What is PET/MRI's value for cardiac sarcoidosis?

By Wayne Forrest, AuntMinnie.com staff writer

February 12, 2019 -- Much has been researched and written about the promise of PET/MRI. While the hybrid modality's range of clinical applications appears expansive, the authors of an editorial published online February 7 in the Journal of Nuclear Cardiology pose the opinion that it might be time to pump the brakes on wider use of PET/MRI, at least in cases of cardiac sarcoidosis.

In the piece, Dr. Zorana Mrsic, from Walter Reed National Military Center in Bethesda, MD, and Dr. Edward Hulten, from Fort Belvoir Community Hospital in Fort Belvoir, VA, weigh the pros and cons of PET/MRI, balancing its clinical efficacy with operational realities.

"Although the hybrid PET/MRI technique has sparked tremendous interest and enthusiasm, it is important to pause and ask certain questions regarding the benefits, disadvantages, applicability, accessibility, and cost-effectiveness of this technology," they wrote.

Cardiac sarcoidosis is an inflammatory disease that can adversely affect heart function and lead to morbidity and mortality. Previous studies have shown the modalities together and separately offer distinct and complementary patient data. FDG-PET can detect myocardial inflammation and compensate for cardiac MRI's lack of diagnostic accuracy. At the same time, cardiac MRI can better characterize tissue in areas of increased edema, fibrosis, or scarring through pre- and postgadolinium-based contrast.

A handful of studies with small patient cohorts have evaluated PET/MRI in this regard.

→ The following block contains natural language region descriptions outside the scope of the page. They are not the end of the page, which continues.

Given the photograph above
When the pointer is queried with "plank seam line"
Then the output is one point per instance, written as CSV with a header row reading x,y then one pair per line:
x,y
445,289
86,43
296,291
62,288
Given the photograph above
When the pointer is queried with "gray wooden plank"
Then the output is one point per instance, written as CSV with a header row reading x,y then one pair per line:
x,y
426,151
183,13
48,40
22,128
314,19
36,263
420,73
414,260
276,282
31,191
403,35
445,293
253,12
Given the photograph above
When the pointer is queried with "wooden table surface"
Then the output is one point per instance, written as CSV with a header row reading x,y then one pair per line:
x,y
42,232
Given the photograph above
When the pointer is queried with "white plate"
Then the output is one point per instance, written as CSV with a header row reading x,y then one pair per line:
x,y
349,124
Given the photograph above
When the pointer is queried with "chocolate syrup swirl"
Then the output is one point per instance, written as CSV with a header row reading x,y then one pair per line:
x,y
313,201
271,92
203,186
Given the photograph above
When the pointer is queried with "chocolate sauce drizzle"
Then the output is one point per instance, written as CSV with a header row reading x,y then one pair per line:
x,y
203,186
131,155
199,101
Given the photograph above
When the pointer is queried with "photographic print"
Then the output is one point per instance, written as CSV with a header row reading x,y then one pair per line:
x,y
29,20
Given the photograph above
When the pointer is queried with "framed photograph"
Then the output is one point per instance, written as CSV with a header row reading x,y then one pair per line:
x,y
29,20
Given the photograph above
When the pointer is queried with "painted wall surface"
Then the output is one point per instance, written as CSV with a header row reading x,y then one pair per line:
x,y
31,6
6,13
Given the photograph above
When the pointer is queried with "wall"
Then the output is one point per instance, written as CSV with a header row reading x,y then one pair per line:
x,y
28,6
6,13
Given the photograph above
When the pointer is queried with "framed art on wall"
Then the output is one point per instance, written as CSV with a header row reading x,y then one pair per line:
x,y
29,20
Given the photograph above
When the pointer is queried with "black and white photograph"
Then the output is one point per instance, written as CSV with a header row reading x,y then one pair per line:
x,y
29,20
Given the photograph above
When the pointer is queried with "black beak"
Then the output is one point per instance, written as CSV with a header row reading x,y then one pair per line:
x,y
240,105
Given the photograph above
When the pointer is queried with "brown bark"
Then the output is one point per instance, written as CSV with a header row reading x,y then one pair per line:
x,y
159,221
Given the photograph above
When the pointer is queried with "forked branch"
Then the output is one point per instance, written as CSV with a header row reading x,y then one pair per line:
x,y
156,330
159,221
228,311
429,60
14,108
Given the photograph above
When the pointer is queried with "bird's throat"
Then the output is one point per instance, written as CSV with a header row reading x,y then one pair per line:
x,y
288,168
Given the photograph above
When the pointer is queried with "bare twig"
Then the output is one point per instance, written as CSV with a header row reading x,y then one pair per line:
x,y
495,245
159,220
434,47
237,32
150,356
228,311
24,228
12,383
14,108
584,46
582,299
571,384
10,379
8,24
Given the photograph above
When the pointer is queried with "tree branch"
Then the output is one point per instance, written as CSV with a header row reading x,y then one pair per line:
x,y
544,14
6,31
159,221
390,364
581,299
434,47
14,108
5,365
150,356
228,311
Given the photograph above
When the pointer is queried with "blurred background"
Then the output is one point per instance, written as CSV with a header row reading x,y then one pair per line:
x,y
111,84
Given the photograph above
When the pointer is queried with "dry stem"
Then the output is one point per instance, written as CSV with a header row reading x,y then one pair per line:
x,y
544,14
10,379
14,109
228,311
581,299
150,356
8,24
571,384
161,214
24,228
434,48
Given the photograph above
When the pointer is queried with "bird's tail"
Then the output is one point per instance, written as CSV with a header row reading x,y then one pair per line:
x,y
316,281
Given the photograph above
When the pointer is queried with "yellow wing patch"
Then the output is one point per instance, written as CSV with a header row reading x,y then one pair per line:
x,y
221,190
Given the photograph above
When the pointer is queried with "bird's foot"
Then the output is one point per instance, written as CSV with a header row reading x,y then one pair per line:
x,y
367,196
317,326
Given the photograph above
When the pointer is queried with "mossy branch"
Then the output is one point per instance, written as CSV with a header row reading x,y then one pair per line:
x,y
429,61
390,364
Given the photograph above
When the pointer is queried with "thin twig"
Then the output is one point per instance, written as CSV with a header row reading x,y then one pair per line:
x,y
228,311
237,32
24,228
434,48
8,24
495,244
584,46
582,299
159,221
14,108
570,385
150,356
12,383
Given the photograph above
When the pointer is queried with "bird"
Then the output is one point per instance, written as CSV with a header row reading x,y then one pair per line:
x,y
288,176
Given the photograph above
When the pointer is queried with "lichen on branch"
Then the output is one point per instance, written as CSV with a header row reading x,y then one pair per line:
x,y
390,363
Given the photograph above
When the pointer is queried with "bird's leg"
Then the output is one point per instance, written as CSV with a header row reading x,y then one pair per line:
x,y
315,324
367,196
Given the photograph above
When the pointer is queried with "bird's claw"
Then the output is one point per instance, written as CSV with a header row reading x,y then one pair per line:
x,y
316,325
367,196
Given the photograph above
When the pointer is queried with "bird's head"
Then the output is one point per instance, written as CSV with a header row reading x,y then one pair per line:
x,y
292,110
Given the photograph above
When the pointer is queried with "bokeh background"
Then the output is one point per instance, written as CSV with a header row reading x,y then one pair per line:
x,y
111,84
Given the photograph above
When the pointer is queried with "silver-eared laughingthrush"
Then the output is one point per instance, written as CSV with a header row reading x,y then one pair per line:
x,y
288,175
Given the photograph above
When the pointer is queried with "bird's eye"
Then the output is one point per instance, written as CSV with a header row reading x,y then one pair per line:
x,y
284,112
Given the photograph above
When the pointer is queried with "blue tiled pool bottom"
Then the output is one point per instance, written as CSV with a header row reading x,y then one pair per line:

A December 2015 study by Hanneman et al found that when paired with MRI, PET achieved positive results for cardiac sarcoidosis for all eight patients (100%), compared with only four patients (50%) with PET/CT.

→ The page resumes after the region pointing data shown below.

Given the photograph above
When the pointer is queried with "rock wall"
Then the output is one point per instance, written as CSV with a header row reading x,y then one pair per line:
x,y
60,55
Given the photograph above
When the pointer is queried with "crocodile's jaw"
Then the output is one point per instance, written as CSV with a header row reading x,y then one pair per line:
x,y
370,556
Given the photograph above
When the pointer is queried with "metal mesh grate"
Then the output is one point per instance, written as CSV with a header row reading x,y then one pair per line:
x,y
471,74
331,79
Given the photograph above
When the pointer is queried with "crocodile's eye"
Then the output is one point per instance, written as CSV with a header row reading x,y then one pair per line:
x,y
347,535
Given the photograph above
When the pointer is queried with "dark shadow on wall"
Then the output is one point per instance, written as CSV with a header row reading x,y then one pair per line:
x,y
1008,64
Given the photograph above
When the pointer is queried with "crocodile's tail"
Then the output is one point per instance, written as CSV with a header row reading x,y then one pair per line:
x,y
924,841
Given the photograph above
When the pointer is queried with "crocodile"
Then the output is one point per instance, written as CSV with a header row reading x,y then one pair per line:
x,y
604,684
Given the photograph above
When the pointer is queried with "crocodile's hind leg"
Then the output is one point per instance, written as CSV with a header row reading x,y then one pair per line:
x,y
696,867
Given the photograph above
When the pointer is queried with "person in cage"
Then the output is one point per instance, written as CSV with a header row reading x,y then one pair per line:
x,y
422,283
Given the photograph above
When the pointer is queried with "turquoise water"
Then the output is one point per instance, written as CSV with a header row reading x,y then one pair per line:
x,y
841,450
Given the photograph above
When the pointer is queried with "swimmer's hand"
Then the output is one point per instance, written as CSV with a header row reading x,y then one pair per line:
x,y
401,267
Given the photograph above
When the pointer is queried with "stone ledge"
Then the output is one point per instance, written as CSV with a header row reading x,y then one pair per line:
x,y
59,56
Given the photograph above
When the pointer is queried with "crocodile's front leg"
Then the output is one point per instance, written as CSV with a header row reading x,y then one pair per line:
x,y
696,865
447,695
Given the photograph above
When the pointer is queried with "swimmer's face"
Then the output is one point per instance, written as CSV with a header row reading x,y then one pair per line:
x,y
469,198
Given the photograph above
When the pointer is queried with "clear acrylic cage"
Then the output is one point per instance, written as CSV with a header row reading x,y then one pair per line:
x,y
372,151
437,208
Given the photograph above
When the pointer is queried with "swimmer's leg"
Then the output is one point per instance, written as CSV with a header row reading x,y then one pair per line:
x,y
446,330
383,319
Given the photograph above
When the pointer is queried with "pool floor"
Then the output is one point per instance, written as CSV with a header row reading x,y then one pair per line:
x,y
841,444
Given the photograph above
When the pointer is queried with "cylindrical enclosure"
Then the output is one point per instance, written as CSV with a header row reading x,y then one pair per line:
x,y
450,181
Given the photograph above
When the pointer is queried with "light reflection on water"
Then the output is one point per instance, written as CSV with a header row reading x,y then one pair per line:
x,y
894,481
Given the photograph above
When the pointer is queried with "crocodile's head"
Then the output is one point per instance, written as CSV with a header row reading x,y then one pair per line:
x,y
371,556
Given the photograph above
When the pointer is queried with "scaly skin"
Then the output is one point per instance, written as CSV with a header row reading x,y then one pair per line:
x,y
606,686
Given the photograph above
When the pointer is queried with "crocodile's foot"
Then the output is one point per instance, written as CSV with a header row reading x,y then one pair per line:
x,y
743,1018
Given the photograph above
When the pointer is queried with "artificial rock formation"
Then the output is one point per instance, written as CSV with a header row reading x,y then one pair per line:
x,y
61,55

More recently, a January 2019 study of 10 patients by Wisenberg et al concluded that PET/MRI provided diagnostic-quality FDG images that were "at least equal to or better than those obtained with either the PET/CT scan, and subjectively crisper MR images" than those from a 1.5-tesla MRI scanner (J Nucl Cardiol, January 2, 2019).

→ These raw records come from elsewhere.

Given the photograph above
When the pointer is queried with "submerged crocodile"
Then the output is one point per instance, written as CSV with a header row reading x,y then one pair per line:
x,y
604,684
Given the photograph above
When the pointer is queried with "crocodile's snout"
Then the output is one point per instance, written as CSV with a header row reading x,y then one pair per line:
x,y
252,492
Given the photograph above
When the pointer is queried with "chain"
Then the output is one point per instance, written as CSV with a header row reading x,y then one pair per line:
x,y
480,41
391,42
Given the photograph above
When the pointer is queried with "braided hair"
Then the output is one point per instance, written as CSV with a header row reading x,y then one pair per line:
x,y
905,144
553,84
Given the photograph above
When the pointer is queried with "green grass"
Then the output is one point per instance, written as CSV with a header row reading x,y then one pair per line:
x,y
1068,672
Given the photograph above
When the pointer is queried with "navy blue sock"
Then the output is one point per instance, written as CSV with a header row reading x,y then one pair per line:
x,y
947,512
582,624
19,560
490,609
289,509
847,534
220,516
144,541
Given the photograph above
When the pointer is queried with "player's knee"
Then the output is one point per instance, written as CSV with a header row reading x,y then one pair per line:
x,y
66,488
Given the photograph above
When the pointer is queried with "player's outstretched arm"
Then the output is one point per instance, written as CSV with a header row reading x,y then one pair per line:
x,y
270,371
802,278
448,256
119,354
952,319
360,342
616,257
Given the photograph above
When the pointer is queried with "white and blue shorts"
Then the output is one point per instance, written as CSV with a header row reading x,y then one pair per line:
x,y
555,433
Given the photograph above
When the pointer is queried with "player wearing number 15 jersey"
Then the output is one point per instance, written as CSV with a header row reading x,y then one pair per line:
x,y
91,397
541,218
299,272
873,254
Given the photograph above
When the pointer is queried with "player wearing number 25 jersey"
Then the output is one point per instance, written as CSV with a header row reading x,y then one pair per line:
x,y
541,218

These studies, while "eloquently designed," touch just the tip of the iceberg when determining the appropriateness of PET/MRI use, Mrsic and Hulten cautioned. On one hand, PET/MRI reduces the amount of ionizing radiation exposure to patients by eliminating a CT scan. Notable beneficiaries would include young patients with cardiac sarcoidosis who face a series of imaging scans.

On the other hand, many cardiac sarcoidosis patients have implantable cardiac devices (ICDs). It is unlikely that will change, given that, for one, the Heart Rhythm Society recommends defibrillator implantation as a preventive remedy for patients with the condition due to their high incidence of ventricular arrhythmia and sudden cardiac death.

Although MRI-conditional pacemakers and ICDs may be safely scanned, they still require pre- and postscan interrogation for MR imaging and additional precautions, and they contain metal that results in more significant image artifacts on PET/ MRI versus PET/CT, the authors wrote.

In addition, economic considerations and "operational obstacles" can impede utilization of the technology. The obstacles include the greater costs of purchasing and operating the hybrid scanners and a lack of technologists trained in both modalities, which has stunted PET/MRI's adoption, Mrsic and Hulten asserted.

"The true generalizability of hybrid PET/MRI for cardiac sarcoidosis, therefore, remains in question," they added. "Although the potential benefits are undeniable, the practical value in patients with suspected or confirmed cardiac sarcoidosis is yet to be determined."